この2つを考慮すると、必要な死亡保障額は2,516万円と大きく引き下げることができます。
必要な死亡保障額を収入保障保険で備える場合の保険料例
ここからは、先ほどの4,664万円の死亡保障額を収入保障保険で備える場合に、どの程度の保険料が必要になるのかを見てみます。
保険料を計算するにあたっては次の条件で行っています。
- 保険期間:30年間
- 月年金額:13万円(30年間で4,680万円)
- 最低保証:1年
なお、例に用いるのは、保険料が安価なチューリッヒ生命の「収入保障保険プレミアム」です。
健康状態による割引が有る場合と無い場合の両方の保険料を紹介します。
加入年齢 | チューリッヒ生命 「収入保障保険プレミアム」 |
|||
---|---|---|---|---|
健康体割引【無し】 | 健康体割引【有り】 | |||
男性 | 女性 | 男性 | 女性 | |
30歳 | 4,693円 | 3,302円 | 3,094円 | 2,717円 | 35歳 | 6,786円 | 4,537円 | 4,386円 | 3,653円 | 40歳 | 10,010円 | 5,980円 | 6,097円 | 4,810円 |
健康体割引があれば払えなくもない
30年間での死亡保障額は4,800万円と大きいですが、健康体割引があればまだ払えなくはない保険料となっています。

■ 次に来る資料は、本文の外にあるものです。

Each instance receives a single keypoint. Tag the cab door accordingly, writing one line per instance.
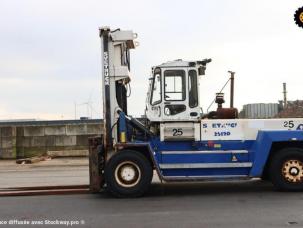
(174, 94)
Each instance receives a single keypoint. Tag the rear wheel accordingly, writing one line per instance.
(286, 169)
(128, 174)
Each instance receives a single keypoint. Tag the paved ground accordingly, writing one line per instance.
(236, 204)
(224, 204)
(69, 171)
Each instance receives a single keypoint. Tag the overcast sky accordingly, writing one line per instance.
(50, 50)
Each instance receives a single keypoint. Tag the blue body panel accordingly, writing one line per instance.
(214, 159)
(263, 143)
(231, 152)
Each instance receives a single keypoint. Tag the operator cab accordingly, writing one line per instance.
(173, 93)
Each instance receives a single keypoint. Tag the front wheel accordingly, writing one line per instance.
(128, 174)
(286, 169)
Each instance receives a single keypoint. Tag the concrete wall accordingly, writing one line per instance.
(27, 139)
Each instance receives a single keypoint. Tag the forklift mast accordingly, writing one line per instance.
(115, 46)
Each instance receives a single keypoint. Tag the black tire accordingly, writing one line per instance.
(299, 17)
(139, 170)
(286, 169)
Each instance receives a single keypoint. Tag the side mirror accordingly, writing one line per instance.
(201, 70)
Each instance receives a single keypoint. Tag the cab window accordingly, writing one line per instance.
(174, 89)
(156, 94)
(192, 88)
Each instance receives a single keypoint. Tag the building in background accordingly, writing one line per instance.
(260, 110)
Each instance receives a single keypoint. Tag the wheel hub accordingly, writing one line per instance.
(127, 174)
(292, 171)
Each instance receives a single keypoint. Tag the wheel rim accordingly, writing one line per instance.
(127, 174)
(292, 171)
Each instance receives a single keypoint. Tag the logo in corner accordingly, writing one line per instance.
(299, 17)
(300, 127)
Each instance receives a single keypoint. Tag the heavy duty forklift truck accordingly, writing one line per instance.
(176, 139)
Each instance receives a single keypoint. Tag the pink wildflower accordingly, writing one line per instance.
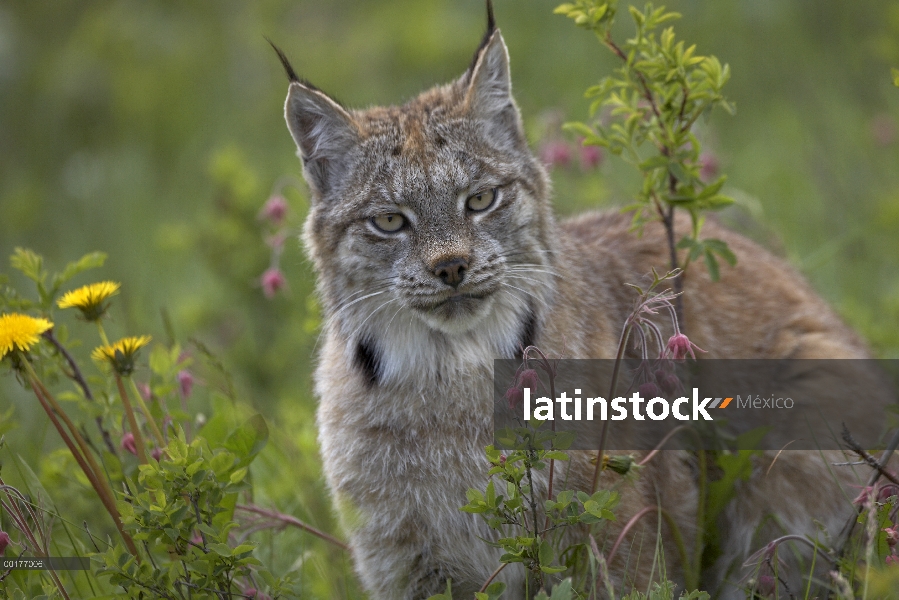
(528, 379)
(649, 390)
(272, 281)
(555, 154)
(591, 157)
(680, 345)
(274, 209)
(186, 381)
(129, 444)
(514, 396)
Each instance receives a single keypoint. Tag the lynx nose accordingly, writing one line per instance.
(452, 271)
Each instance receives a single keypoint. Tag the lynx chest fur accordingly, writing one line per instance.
(436, 250)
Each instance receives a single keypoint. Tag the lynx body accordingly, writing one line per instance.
(436, 249)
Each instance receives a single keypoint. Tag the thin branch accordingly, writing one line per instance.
(293, 521)
(79, 379)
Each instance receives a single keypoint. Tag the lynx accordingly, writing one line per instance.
(433, 237)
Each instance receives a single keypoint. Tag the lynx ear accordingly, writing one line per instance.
(489, 94)
(324, 133)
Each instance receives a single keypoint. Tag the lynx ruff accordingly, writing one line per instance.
(436, 250)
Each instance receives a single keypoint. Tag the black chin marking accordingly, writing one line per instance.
(367, 361)
(528, 334)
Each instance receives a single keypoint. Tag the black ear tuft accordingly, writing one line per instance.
(491, 27)
(291, 74)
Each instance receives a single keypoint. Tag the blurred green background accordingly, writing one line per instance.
(153, 131)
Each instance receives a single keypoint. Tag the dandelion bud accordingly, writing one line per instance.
(649, 390)
(276, 241)
(186, 382)
(528, 379)
(680, 345)
(619, 463)
(274, 209)
(591, 157)
(708, 167)
(892, 536)
(128, 443)
(272, 281)
(555, 154)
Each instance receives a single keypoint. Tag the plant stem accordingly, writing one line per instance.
(79, 379)
(101, 489)
(160, 441)
(622, 343)
(132, 422)
(291, 520)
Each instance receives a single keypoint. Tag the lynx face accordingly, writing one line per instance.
(431, 220)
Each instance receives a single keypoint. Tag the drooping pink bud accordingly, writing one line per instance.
(185, 382)
(514, 396)
(274, 209)
(272, 281)
(766, 585)
(528, 379)
(555, 154)
(649, 390)
(129, 444)
(679, 346)
(892, 536)
(668, 382)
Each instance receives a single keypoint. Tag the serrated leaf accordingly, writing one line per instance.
(92, 260)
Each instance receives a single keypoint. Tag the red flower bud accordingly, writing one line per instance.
(766, 585)
(649, 390)
(528, 379)
(680, 345)
(186, 381)
(591, 157)
(272, 281)
(274, 209)
(514, 396)
(128, 443)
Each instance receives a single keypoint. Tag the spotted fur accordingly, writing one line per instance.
(404, 375)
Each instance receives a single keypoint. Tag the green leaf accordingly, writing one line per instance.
(712, 264)
(92, 260)
(248, 439)
(579, 128)
(29, 263)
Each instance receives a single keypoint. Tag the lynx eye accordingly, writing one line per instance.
(481, 201)
(389, 223)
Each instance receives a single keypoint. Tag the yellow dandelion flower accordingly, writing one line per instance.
(20, 331)
(121, 354)
(89, 299)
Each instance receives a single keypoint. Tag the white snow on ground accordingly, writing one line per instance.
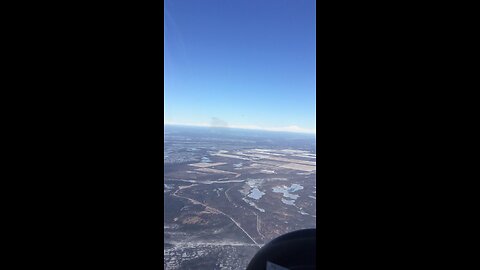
(256, 194)
(286, 193)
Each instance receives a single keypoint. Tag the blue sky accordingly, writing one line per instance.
(240, 63)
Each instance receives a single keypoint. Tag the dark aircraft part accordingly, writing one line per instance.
(291, 251)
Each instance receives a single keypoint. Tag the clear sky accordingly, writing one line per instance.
(240, 63)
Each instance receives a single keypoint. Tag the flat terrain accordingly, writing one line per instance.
(229, 192)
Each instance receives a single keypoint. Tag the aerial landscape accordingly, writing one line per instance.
(228, 192)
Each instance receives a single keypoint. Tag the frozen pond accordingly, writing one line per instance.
(256, 194)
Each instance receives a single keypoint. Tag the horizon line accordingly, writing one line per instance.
(290, 129)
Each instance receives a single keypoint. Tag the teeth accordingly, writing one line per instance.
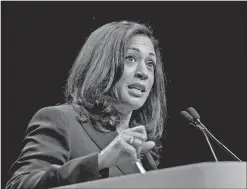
(137, 91)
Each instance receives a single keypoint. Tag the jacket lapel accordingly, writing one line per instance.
(103, 139)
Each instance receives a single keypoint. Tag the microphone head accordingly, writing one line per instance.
(186, 115)
(193, 112)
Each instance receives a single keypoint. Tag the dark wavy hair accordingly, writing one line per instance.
(96, 70)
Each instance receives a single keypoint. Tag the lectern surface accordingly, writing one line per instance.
(199, 175)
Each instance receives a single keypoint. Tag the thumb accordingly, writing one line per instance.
(147, 146)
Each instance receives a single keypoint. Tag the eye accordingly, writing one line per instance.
(151, 64)
(130, 58)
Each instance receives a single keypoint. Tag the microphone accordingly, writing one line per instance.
(194, 119)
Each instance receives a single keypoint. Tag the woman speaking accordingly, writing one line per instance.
(112, 121)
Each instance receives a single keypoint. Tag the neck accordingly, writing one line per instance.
(124, 122)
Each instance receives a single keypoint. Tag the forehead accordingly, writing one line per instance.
(141, 41)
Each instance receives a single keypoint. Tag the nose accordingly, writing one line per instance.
(141, 71)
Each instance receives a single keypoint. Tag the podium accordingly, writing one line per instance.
(198, 175)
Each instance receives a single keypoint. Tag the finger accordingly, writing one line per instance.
(137, 135)
(135, 142)
(147, 146)
(139, 129)
(130, 150)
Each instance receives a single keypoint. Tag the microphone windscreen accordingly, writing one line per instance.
(193, 112)
(186, 115)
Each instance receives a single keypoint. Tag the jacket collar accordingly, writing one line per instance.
(102, 139)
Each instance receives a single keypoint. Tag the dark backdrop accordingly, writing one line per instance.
(203, 46)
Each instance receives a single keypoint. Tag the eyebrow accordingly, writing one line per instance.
(133, 48)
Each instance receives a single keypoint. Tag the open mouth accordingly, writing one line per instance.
(137, 89)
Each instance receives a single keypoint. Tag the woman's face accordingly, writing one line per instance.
(137, 80)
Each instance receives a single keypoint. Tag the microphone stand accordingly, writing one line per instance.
(207, 139)
(197, 123)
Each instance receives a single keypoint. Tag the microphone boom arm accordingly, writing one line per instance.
(202, 127)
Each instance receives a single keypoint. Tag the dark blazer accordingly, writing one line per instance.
(59, 149)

(なお、健康体割引については「保険料割引制度」で詳しくご紹介しています。)
もちろん、先ほどご説明したとおり、住居費の引き下げや妻の収入を考慮すれば、さらに保険料を下げることもできます。
ぜひ、収入保障保険加入前には、概算で構わないので今回ご紹介したような方法で必要な死亡保障額を計算してから加入してみてください。
そうすることで、万一の場合に必要な死亡保障額が全く実態と合っておらず、遺族が苦労するというような状態を防ぐことができます。
ちょっと手間ではありますが、ご家族のためにぜひ一度簡単でも良いので計算してみてくださいね。